If you’ve tried to travel recently – i.e. escape the misery of disasters near and far – you know how complicated it is. More restrictions, more tests, more paperwork, more lines, more stress.
There, is, however, an imaginary faraway place that also happens to be one of the most visited destinations on earth.
Tinkerbell can’t guide you, though. Most of us arrive there through bad data: Just ask the thousands of Wisconsin voters, an avalanche of COVID cases and the millions of fat-fingered sat nav users who visit daily.
Smack at the coordinates zero degrees latitude and zero degrees longitude (0°N 0°E), Null Island was created by accident.

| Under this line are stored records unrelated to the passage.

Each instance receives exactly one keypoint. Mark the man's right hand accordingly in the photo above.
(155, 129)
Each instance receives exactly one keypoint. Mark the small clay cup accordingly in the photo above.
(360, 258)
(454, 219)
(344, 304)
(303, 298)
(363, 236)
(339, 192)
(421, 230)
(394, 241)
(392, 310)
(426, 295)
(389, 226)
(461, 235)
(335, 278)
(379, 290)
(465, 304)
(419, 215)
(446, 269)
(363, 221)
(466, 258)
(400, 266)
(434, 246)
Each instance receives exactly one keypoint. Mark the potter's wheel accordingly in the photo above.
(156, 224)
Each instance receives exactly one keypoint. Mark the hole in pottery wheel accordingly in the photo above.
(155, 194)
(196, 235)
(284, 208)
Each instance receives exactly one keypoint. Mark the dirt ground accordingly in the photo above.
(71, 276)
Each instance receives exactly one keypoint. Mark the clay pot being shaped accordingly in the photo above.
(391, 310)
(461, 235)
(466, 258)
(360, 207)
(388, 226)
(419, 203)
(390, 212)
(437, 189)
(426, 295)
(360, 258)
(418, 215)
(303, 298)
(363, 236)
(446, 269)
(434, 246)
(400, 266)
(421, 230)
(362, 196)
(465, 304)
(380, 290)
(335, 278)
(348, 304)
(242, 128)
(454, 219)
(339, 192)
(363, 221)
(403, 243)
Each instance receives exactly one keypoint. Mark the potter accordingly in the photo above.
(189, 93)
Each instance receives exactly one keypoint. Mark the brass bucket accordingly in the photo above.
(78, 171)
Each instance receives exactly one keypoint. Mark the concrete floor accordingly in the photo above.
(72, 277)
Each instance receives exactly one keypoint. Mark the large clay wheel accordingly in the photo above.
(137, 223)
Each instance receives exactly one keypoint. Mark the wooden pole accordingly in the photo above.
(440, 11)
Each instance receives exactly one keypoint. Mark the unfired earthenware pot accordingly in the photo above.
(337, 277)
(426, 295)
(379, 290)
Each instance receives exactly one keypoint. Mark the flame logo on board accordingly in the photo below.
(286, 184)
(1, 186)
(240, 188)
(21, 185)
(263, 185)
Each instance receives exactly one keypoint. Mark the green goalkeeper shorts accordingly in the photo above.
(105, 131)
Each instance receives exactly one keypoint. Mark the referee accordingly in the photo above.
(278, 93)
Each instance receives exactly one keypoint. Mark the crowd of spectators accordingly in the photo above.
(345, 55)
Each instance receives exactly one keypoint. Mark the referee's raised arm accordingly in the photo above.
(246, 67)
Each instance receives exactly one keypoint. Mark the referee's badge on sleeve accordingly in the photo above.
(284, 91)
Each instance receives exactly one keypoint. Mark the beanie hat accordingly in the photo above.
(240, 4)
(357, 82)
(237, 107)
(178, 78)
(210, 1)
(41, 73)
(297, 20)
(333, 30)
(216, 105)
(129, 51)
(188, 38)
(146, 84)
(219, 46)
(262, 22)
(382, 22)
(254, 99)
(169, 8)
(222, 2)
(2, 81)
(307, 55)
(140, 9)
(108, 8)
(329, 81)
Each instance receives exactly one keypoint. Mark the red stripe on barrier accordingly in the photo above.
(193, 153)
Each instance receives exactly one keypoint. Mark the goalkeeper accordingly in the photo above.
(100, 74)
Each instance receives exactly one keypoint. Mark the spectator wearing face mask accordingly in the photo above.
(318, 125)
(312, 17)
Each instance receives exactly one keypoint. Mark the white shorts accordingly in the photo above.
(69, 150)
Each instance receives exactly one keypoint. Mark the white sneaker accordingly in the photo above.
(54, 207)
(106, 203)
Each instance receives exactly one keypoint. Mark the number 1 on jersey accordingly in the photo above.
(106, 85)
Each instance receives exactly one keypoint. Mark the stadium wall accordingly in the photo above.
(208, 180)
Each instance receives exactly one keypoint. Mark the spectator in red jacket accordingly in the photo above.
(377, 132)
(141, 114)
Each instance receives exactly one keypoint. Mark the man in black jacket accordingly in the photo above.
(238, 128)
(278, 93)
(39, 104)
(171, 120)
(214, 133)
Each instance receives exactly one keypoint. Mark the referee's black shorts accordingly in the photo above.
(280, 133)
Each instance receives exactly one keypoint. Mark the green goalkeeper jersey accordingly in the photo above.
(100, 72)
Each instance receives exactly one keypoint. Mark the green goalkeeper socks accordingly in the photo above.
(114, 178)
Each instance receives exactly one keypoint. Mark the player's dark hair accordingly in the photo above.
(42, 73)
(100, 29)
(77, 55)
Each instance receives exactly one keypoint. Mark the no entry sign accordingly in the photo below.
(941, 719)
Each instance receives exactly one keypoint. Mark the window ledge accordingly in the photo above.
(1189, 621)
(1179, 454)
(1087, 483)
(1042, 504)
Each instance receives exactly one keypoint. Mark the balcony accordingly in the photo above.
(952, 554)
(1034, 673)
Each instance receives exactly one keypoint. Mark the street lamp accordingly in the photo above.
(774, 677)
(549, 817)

There’s a big difference between no information (null) and zero, as it turns out. Tell that to your phone, which, if it can’t figure out your coordinates, might interpret that as 0°,0° — so the artful snap of Tuesday’s dinner will be forever a reminder of your visit to Null Island.
About 10 years ago, geographers ran with the glitch, incorporating Null Island into GIS systems, crafting flags, a website and a Twitter account.
While Google Maps these days drops a point at this location, it’s not all fantasy. About 300 miles south of Ghana, in this exact location floats a weather buoy called Soul.
We made a map and postcards from Null Island in homage to bad databases everywhere, and the fantasy of traveling unencumbered.
Which may just mean staying at home.
The works were created for the group exhibit “(No) Place Like Home” at the Sugar Street Gallery in Venice, Italy to celebrate the conclusion of the 2021 Architecture Biennale.